People constantly talk about the need to safeguard and strengthen our democracy, especially since the January 6 Capitol attack. But if we are not able to constrain exploding inequality, there won’t be a democracy left to protect. We’re speed-racing toward an oligarchy, where a handful of spectacularly wealthy people call all the shots. We need significant reform to our campaign finance system, but that’s not enough — the sheer size of the fortunes of some of America’s richest people are themselves destabilizing.
This threat calls for direct action from our government, which is why we need the Oppose Limitless Inequality Growth and Reverse Community Harms (OLIGARCH) Act. Our tax code can and should play an important role in reining in runaway wealth. Strong progressive tax codes have coincided with periods of both thriving middle-class growth and lower levels of inequality.
For example, in 1978, when wealth inequality was at its lowest point in modern American history — the top 1% held less than 25% of the nation’s wealth — the federal income tax and estate tax both had top marginal rates of 70%. Today, however, the top 1% holds almost a third of the nation’s wealth, while the top marginal rates for the federal income tax and estate tax have dropped to 37% and 40%, respectively.
The OLIGARCH Act aims to right America’s economic ship through the introduction of an annual wealth tax, with a progressive rate structure that waxes and wanes depending on how much we build up the median American’s household wealth. The tax will only impact those who have at least 1,000 times the median household wealth in this country (currently people with more than $120 million in household wealth). It will levy a 2% tax on wealth between 1,000 and 10,000 times the median; a 4% tax on wealth between 10,000 and 100,000 times the median; a 6% tax on wealth between 100,000 and 1,000,000 times the median; and finally an 8% tax on wealth over 1,000,000 times the median.
Despite what our critics say, we have no interest in punishing the wealthy for hard work or ingenuity. We are also not trying to encourage them to take their fortunes and leave the country. In fact, there is no evidence to support the idea of “millionaire tax flight.” On the contrary, billionaires’ wealth is so extreme that taxes are an afterthought — if even a thought at all — when they’re deciding where to live.

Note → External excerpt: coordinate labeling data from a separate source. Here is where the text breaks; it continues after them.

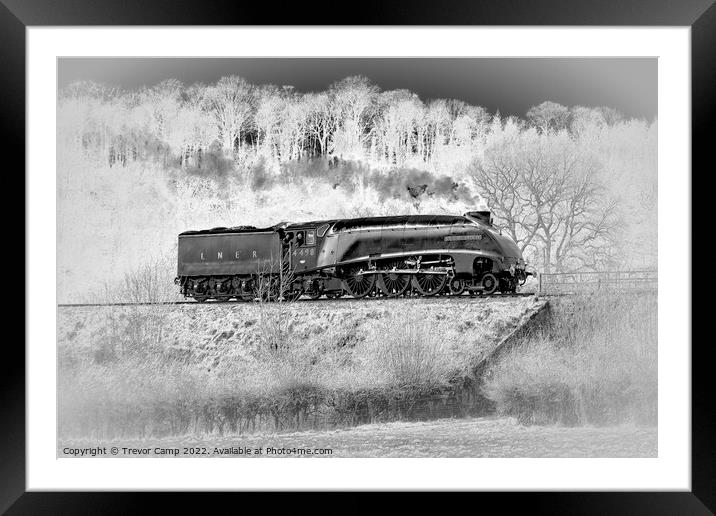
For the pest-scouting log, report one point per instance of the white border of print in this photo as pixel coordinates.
(670, 471)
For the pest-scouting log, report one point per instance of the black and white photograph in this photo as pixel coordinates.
(379, 257)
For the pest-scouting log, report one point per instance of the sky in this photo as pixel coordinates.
(510, 85)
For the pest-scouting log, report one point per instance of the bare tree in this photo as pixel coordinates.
(546, 195)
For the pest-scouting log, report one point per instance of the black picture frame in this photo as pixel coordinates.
(700, 15)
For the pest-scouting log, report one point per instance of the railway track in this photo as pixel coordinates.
(339, 300)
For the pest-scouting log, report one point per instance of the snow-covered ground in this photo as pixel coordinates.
(474, 437)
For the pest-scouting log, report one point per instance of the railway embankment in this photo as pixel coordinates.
(151, 371)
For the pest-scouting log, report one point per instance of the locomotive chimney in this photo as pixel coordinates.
(480, 216)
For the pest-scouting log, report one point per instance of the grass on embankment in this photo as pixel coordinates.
(154, 371)
(596, 363)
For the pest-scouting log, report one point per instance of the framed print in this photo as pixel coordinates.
(420, 257)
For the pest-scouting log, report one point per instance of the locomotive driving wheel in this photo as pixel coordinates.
(393, 284)
(489, 283)
(456, 286)
(357, 283)
(429, 284)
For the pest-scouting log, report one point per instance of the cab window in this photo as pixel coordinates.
(310, 237)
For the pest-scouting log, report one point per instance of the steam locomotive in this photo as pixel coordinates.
(417, 255)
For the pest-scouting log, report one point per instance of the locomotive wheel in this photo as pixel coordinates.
(456, 286)
(429, 284)
(489, 283)
(359, 285)
(292, 295)
(392, 284)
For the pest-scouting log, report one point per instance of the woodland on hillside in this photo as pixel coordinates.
(576, 187)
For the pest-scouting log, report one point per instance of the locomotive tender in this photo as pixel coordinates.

In the end, there simply comes a point where obscene wealth endangers our economy and democracy. Our wealth tax aims to tackle this threat. If we allow inequality to grow to the point where a small handful of individuals hold oversized political influence in this country, the nearly 250-year-old American experiment will crumble.
The late Supreme Court Justice Louis D. Brandeis once said, “We must make our choice. We may have democracy, or we may have wealth concentrated in the hands of a few, but we cannot have both.” For the past few decades, America has chosen extreme wealth concentration. The time has come for us to choose democracy again, pass the OLIGARCH Act and take a first step in taming inequality.